Let us see the two images that were classified wrongely:
calcSol = finalClass(:,2);
fltr = finalClass(:,3) == 1;
testX = testX(fltr,:);
correctAnswer = testY(fltr)'
calculatedAnswer = calcSol(fltr)'
hFig = figure(3);
for i = 1:2
subplot(1,2,i);
imagesc(vec2mat(testX(i,:),28)');
end
snapnow;
close(hFig);
correctAnswer =
2 2
calculatedAnswer =
1 7
It can be clearly observed that the first image is distorted and is hard to classify.
Some more data
I also performed the above testing with k values ranging from 10 to 200 (for the first 100 test images). Plotting the k values versus error below:
load Data/knn.mat;
hFig = figure(4);
bar(errorRate(10:end,1), errorRate(10:end,2));
title('Change in Error with k');
xlabel('Number of Nearest Neighbors (k)');
ylabel('Total Errors');
snapnow;
close(hFig);
- This trend follows the trend we got in the first assignment, where drastic increase in the value of k decreases the efficiency of the model.
- In the above graph, there are many values of k where we get the minimum error.
- One of the values where we get the minimum error is k = 25.
- With k=25, I ran the k-NN on the complete test set using full training set. Total error received was only 391. However, since it takes around 1 hour, I haven't done it here in real time.
- With error on only 391 values out of 10,000, the total accuracy came out to be a whopping 96.9 percent, which is way more than the best logistic regression model that I calculated above.

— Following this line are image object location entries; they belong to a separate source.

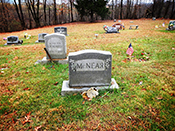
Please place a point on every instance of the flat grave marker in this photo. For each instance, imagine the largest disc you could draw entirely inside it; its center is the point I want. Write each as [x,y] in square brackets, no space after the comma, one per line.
[131,27]
[61,30]
[112,30]
[13,40]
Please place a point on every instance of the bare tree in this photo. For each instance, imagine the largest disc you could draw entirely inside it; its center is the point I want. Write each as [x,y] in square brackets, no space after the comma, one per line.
[4,17]
[172,10]
[128,9]
[71,9]
[134,16]
[55,12]
[166,8]
[116,10]
[20,13]
[45,15]
[34,10]
[121,9]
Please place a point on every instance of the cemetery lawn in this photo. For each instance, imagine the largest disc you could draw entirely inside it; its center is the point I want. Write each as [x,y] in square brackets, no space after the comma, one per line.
[30,95]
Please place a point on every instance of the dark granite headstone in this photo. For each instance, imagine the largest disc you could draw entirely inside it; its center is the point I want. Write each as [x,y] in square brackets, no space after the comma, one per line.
[56,46]
[61,30]
[89,68]
[41,37]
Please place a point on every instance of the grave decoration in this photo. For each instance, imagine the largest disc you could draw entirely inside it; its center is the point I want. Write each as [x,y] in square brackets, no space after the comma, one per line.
[119,26]
[154,18]
[89,68]
[171,25]
[131,27]
[61,30]
[90,94]
[27,36]
[130,51]
[139,57]
[110,29]
[13,40]
[41,37]
[56,50]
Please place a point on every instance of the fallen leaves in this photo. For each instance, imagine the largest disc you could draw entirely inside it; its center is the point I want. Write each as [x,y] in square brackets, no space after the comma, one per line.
[90,94]
[27,118]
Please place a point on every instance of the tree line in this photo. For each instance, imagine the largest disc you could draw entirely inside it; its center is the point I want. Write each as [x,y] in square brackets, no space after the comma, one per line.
[27,14]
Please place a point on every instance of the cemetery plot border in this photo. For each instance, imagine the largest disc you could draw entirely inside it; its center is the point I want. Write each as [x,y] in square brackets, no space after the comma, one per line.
[66,90]
[61,30]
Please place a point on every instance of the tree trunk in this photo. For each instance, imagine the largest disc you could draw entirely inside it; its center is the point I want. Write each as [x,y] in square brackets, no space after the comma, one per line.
[128,9]
[45,16]
[4,18]
[55,12]
[121,10]
[166,9]
[172,10]
[71,8]
[134,16]
[49,16]
[115,15]
[112,15]
[153,8]
[20,13]
[161,3]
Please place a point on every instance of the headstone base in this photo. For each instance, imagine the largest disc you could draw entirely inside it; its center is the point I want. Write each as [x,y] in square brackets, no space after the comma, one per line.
[12,44]
[66,90]
[39,41]
[61,61]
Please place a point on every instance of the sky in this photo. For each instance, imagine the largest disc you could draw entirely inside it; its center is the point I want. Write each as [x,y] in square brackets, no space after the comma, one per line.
[110,1]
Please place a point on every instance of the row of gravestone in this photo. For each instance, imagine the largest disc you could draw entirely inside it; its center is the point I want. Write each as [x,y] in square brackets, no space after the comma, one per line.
[87,68]
[15,40]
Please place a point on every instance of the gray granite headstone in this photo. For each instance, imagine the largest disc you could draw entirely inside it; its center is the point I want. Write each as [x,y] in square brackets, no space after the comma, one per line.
[61,30]
[89,68]
[154,18]
[56,46]
[41,37]
[13,40]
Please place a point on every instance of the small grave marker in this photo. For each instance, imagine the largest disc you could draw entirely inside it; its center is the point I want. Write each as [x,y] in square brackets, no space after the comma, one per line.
[41,37]
[61,30]
[13,40]
[136,26]
[112,30]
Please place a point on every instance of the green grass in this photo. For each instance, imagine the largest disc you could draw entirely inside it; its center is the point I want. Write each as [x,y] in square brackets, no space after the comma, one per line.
[36,89]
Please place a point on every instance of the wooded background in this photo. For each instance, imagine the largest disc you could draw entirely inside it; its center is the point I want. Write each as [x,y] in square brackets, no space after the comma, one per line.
[27,14]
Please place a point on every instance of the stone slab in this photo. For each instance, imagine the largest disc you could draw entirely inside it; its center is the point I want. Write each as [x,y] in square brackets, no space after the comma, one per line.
[61,30]
[66,90]
[90,68]
[61,61]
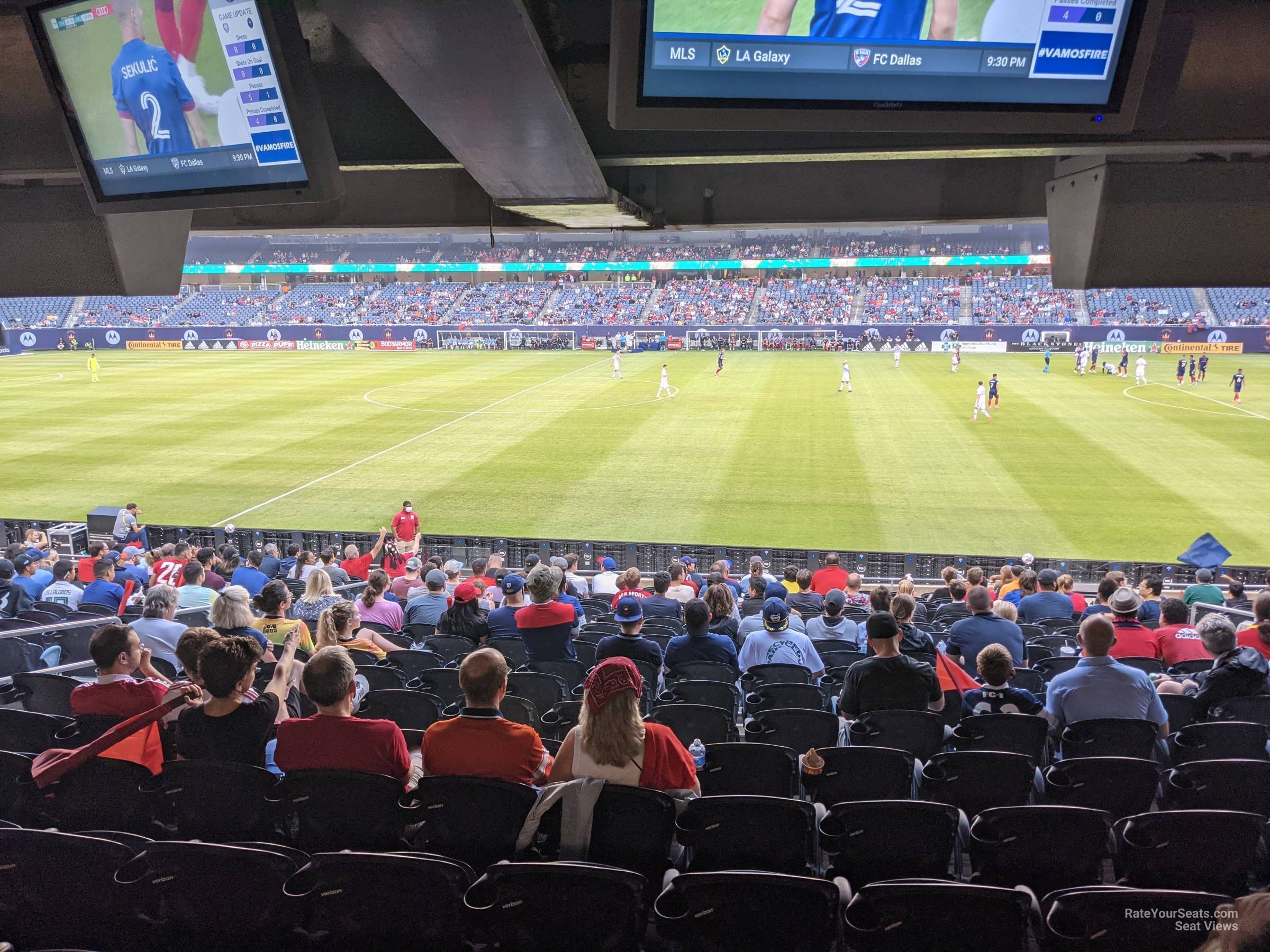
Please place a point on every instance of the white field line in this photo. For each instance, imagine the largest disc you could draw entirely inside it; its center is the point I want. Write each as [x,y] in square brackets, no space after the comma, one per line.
[405,442]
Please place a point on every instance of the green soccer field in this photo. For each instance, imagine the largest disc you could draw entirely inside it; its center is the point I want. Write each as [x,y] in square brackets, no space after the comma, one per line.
[549,445]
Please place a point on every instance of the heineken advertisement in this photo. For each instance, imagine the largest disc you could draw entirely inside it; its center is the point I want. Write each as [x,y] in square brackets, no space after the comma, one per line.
[550,267]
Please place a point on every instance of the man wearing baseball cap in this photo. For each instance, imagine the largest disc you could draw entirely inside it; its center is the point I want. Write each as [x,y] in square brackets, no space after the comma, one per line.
[1048,602]
[776,644]
[605,583]
[429,606]
[502,620]
[630,617]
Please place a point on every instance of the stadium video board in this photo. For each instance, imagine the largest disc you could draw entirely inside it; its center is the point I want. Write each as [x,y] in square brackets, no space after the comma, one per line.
[1039,56]
[175,103]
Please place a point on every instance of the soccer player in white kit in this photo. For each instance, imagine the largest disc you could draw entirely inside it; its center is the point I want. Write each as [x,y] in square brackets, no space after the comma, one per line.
[981,401]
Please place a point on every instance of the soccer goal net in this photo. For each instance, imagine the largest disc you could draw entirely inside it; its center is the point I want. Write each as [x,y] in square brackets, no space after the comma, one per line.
[471,340]
[802,340]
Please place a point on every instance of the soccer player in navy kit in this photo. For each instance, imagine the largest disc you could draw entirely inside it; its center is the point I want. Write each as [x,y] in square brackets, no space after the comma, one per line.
[864,20]
[150,94]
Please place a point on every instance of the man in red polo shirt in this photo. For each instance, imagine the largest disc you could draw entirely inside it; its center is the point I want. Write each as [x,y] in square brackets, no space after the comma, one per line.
[360,565]
[405,527]
[480,742]
[1132,638]
[1178,639]
[333,739]
[831,576]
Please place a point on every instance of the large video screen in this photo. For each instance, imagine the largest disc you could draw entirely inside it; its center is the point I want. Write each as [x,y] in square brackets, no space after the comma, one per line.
[170,97]
[1030,54]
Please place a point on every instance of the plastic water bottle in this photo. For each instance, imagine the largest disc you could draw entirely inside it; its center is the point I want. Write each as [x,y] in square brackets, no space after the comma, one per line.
[697,752]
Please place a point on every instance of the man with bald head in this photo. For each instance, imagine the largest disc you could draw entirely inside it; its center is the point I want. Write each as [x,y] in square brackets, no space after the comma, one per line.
[480,742]
[1102,687]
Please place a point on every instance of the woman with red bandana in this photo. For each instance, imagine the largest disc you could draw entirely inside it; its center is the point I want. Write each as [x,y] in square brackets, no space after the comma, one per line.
[614,743]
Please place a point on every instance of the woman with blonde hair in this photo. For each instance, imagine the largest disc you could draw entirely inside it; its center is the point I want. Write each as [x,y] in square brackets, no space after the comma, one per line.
[614,743]
[342,625]
[319,596]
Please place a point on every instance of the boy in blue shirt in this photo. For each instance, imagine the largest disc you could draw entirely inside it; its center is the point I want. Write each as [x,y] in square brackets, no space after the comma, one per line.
[996,696]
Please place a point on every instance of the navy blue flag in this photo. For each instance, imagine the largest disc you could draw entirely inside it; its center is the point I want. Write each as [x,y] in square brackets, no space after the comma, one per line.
[1205,553]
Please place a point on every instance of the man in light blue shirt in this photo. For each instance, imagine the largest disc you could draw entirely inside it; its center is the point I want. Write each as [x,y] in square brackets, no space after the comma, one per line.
[1102,687]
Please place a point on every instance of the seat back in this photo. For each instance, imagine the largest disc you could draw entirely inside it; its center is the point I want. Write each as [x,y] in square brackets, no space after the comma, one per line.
[920,733]
[519,907]
[755,770]
[1109,737]
[710,725]
[1118,785]
[869,841]
[748,833]
[471,819]
[861,773]
[799,729]
[1045,848]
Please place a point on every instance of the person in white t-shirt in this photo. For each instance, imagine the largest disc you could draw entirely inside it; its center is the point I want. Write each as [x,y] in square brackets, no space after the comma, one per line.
[981,401]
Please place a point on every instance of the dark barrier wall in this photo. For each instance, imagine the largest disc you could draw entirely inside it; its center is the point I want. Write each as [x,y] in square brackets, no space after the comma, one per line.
[1253,340]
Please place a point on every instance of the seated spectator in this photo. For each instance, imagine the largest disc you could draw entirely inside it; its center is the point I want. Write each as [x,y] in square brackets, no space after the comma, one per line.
[1132,638]
[629,584]
[102,591]
[1258,635]
[1102,687]
[359,566]
[969,636]
[956,608]
[232,615]
[700,644]
[1150,589]
[480,742]
[1176,636]
[319,596]
[1047,602]
[778,644]
[375,607]
[333,739]
[274,603]
[1203,591]
[228,727]
[195,593]
[249,575]
[427,607]
[1066,584]
[1236,672]
[912,640]
[996,696]
[1106,588]
[803,600]
[61,591]
[547,625]
[502,621]
[157,626]
[117,652]
[464,617]
[832,624]
[614,743]
[659,605]
[630,619]
[342,625]
[888,681]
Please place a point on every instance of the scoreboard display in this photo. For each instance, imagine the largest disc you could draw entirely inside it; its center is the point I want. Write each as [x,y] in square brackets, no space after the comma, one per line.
[170,99]
[1001,54]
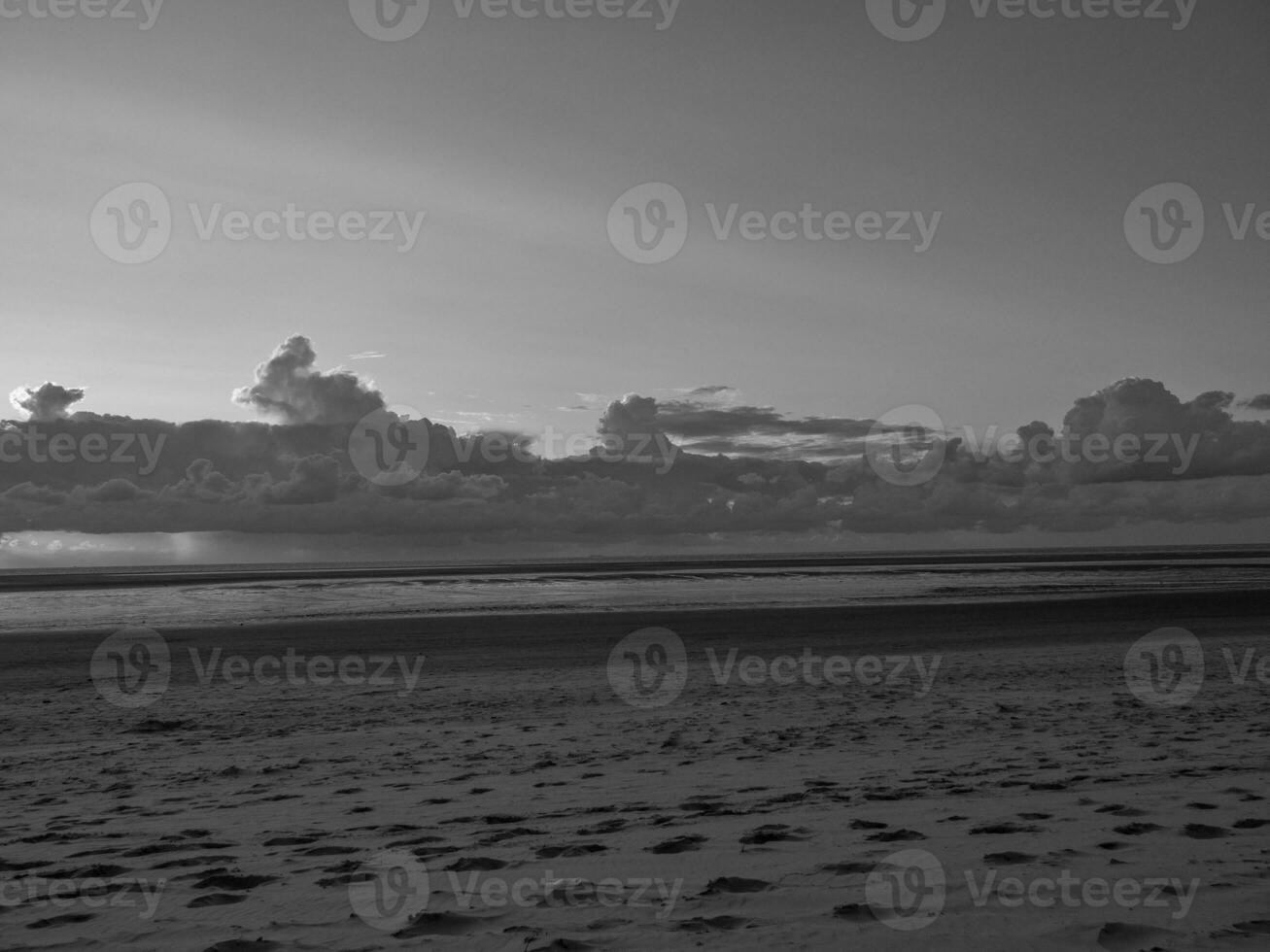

Randomly looking at 9 of the images that were misclassified:
fltr = finalClass(:,3) == 1;
X = testImages; y = testLabels;
allSolution = finalClass(:,2);
X = X(fltr,:);
y = y(fltr); allSolution = allSolution(fltr);
luckyIdx = randperm(size(X,1),9);
printX = X([luckyIdx],:);
correctAnswer = vec2mat(y([luckyIdx]),3)
calculatedAnswer = vec2mat(allSolution([luckyIdx]),3)
hFig = figure(5);
for i = 1:9
subplot(3,3,i);
imagesc(vec2mat(printX(i,:),28)');
end
snapnow;
close(hFig);
correctAnswer =
3 2 6
2 7 4
6 8 4
calculatedAnswer =
7 1 1
0 9 9
0 9 6
By observation, we can say many of these handwritten images are very obscure, and in some cases, it might also be misclassified by human eyes. These images can definitely be considered as outliers, but the same cannot be said for the results we got for logistic regression.
In conclusion, we can say that k-NN algorithm, with k=25 is a better algorithm to classify handwritten images in this particular case, with an accuracy of almost 97%, compared to 92% which we got from logistic regression.